Se rendre compte de l’essence du cliché n’est pas seulement faire de la critique littéraire, mais aussi confronter l’un de ses problèmes essentiels.

— LAURENCE LERNER

Ecrire des vers sur la jambe d’une jeune femme, c’est du romantisme ; les interdire, c’est du classicisme.

— D.J. ENRIGHT

Dans ce chapitre j’ai l’intention d’examiner les stéréotypes qui se sont coagulés autour des concepts de classicisme et de romantisme. En les traitant j’essaie de garder à l’esprit la bouteille de Paul Valéry.
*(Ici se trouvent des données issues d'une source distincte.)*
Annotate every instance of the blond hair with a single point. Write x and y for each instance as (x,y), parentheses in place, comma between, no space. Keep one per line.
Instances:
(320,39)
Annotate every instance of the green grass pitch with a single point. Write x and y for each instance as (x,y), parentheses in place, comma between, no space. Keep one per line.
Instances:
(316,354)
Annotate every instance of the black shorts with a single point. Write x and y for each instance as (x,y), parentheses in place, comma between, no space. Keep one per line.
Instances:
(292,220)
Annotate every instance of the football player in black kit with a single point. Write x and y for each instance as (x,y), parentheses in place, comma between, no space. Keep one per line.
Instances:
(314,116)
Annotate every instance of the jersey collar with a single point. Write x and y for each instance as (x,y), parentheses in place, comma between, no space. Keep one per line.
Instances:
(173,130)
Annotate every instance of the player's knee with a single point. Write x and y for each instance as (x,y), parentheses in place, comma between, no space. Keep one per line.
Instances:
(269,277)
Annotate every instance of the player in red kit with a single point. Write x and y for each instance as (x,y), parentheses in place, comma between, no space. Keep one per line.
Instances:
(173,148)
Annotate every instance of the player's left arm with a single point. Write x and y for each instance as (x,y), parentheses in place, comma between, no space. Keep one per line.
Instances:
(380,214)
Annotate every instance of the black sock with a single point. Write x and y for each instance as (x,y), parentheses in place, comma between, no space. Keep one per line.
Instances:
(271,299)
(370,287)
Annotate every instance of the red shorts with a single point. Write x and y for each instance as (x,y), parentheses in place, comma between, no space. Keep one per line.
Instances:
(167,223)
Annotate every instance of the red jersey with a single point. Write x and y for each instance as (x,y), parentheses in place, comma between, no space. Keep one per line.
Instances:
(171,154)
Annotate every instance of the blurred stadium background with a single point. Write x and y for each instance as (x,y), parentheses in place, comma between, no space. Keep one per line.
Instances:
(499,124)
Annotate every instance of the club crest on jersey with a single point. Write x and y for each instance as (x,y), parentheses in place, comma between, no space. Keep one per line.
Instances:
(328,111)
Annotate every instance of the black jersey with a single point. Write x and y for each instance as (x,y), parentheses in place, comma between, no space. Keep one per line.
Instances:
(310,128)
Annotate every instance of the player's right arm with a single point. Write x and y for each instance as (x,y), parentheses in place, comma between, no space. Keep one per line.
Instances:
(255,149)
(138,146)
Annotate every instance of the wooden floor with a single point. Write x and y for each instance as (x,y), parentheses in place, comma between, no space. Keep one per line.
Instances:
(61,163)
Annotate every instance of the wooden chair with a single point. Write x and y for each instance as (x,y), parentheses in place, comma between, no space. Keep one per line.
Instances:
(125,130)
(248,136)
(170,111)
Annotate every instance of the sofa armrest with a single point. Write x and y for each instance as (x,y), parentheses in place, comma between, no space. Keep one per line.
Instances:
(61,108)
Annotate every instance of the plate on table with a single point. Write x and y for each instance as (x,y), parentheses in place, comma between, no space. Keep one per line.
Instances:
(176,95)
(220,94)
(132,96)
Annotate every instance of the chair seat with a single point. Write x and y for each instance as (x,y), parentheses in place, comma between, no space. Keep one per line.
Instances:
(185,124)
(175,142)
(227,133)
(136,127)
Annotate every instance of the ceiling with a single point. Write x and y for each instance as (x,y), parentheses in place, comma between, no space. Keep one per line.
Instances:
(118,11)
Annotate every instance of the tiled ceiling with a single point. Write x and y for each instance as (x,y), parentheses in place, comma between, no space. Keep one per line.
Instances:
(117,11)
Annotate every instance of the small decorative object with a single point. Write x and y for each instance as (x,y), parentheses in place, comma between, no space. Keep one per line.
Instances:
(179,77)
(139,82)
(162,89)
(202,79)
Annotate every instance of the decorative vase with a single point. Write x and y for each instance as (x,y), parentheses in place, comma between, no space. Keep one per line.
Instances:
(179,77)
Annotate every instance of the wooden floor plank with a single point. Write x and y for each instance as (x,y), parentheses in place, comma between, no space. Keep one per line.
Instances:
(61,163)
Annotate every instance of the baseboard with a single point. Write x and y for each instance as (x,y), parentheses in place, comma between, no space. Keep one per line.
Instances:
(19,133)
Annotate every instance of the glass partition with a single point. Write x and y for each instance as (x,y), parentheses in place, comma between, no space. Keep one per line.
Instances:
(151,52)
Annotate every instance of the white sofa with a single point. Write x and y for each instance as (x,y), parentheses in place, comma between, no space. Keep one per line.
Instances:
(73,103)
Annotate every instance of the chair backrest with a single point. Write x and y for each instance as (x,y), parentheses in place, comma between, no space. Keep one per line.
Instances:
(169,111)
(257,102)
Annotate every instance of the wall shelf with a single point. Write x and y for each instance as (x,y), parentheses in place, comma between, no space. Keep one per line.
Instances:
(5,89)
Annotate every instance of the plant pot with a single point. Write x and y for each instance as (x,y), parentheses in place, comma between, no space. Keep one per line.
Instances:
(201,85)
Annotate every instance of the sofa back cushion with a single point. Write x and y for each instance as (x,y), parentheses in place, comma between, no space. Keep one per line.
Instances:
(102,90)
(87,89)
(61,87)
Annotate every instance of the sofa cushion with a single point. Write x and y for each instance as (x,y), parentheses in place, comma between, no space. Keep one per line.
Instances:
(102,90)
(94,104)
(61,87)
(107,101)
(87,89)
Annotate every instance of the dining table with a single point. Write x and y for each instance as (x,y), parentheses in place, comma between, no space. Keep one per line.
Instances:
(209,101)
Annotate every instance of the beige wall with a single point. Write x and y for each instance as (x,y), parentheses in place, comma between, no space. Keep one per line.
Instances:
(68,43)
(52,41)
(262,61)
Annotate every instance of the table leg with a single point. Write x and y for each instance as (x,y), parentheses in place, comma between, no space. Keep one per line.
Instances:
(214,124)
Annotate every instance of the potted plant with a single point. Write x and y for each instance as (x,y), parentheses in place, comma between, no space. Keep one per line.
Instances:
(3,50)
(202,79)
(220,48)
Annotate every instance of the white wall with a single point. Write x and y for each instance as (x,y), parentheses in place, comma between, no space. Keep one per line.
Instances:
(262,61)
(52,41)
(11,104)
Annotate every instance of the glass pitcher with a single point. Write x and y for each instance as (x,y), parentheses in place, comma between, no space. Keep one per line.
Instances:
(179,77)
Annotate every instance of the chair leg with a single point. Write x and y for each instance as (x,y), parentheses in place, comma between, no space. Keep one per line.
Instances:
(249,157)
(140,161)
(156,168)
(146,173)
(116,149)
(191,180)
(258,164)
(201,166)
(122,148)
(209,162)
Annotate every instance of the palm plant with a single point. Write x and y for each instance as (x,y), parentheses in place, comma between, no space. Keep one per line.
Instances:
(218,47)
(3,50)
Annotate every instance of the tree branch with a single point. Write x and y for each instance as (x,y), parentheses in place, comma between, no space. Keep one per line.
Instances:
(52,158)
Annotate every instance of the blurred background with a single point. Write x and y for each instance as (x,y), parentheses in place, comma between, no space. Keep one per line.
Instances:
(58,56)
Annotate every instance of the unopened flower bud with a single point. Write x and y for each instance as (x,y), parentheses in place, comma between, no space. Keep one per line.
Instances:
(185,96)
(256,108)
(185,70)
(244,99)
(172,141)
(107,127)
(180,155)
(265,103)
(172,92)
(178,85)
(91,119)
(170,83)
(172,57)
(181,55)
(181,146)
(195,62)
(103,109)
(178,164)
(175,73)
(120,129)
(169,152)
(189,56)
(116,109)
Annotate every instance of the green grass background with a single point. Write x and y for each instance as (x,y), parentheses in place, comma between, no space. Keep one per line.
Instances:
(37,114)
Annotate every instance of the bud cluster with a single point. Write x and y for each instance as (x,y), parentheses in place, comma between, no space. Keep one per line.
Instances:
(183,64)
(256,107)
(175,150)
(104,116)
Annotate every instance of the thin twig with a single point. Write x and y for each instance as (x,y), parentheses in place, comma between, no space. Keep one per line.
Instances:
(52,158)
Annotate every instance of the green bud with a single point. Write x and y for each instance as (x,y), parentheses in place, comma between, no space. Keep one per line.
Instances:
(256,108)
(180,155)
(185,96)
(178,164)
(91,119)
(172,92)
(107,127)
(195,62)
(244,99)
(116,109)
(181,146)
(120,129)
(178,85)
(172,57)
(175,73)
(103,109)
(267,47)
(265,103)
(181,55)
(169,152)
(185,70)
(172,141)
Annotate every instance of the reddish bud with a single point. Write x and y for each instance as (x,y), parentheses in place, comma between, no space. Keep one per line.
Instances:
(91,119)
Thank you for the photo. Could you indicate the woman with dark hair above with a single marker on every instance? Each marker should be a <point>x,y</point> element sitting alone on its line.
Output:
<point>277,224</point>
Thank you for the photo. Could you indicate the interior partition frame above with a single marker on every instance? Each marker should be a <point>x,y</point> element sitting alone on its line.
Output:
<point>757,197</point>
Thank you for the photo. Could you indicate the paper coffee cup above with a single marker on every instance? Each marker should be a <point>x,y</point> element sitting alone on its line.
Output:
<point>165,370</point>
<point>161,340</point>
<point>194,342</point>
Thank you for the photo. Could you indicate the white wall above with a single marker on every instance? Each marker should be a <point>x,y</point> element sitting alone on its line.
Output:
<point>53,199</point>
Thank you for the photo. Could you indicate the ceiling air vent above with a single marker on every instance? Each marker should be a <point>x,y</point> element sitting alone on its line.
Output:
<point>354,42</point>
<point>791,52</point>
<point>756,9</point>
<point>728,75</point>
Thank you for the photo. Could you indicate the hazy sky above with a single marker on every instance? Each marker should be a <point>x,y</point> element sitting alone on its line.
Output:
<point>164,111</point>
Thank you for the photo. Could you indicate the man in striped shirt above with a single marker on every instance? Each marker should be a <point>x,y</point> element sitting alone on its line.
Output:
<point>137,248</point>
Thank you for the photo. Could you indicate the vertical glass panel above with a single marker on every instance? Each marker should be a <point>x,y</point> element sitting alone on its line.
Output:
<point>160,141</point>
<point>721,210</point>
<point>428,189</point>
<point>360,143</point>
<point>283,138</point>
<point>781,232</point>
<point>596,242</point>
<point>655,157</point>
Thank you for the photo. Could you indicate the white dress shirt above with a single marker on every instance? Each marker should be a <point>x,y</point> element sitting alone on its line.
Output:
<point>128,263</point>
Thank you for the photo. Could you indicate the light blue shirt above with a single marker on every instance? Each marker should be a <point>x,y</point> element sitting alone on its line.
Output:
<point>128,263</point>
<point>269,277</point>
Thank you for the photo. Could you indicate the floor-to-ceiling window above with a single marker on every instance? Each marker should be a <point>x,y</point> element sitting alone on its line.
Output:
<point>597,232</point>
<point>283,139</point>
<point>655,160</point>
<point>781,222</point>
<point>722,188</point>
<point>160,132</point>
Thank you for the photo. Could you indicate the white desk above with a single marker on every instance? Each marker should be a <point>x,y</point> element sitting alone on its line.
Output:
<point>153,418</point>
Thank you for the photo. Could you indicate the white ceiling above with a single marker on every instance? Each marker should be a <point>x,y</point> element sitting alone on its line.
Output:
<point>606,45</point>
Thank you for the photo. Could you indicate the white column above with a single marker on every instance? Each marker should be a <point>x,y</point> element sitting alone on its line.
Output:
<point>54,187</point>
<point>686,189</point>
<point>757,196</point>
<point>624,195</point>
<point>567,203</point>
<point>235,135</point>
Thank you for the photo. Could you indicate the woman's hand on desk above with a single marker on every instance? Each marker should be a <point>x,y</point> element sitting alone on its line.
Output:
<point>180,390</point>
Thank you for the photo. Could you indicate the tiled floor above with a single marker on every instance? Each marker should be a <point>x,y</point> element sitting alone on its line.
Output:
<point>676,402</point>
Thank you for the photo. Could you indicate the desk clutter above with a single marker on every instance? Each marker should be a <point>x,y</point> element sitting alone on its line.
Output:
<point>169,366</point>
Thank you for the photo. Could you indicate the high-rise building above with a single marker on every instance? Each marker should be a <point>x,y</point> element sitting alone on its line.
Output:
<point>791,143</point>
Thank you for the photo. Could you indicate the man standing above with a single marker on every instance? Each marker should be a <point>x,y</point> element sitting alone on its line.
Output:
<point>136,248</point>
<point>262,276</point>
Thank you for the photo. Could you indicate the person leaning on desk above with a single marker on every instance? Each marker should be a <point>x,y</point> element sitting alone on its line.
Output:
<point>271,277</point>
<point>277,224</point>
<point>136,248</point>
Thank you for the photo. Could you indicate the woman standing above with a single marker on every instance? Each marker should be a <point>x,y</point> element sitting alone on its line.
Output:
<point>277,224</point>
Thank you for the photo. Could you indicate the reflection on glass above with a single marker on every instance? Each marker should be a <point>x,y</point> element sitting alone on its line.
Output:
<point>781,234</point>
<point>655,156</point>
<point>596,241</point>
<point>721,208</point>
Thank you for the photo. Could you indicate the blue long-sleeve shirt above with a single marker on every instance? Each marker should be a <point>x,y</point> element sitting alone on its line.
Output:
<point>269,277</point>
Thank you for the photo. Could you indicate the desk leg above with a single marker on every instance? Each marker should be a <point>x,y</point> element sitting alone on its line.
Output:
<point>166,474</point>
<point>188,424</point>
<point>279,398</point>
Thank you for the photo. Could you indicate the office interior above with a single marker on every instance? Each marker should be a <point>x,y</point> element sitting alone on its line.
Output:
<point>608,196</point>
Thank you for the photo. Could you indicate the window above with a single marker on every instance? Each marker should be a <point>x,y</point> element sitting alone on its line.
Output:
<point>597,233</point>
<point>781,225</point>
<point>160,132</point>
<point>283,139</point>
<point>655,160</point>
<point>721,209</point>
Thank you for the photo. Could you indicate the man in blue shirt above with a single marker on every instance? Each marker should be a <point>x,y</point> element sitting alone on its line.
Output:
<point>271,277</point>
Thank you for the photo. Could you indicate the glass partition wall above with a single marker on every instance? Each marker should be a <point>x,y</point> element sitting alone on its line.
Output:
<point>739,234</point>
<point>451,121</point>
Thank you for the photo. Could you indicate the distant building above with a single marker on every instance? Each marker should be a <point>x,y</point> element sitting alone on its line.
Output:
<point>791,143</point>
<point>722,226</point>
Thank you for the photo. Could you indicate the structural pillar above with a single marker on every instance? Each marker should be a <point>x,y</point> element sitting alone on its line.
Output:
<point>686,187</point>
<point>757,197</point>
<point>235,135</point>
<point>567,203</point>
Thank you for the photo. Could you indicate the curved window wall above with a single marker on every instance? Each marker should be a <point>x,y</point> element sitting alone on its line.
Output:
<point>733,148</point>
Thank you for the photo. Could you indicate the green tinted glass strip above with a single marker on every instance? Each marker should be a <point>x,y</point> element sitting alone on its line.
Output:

Personne, nous le rappelait-il, ne s’est jamais saoulé d’une étiquette de vin.1 J’utilise donc ces slogans comme des synonymes pour des espèces permanentes ou récurrentes de certaines réactions, mentalités, personnalités, et comme un moyen de pénétrer les habituelles configurations binaires et polarisées de la pensée humaine.

Classicisme et imitation

De nos jours on parle des classiques de la culture populaire ou sans prétentions intellectuelles. On a en partie démocratisé le terme, l’appliquant aux grands événements sportifs ou aux plaisanteries mémorables. Il est évident que le facteur décisif c’est la durabilité et le consentement d’une ← 37 | 38 → majorité : on convient des classiques, ou on ne les met pas en question. Les classiques sont essentiels pour tout concept de canon, de tradition. Il y a incontestablement une continuité organique entre tous les êtres humains depuis...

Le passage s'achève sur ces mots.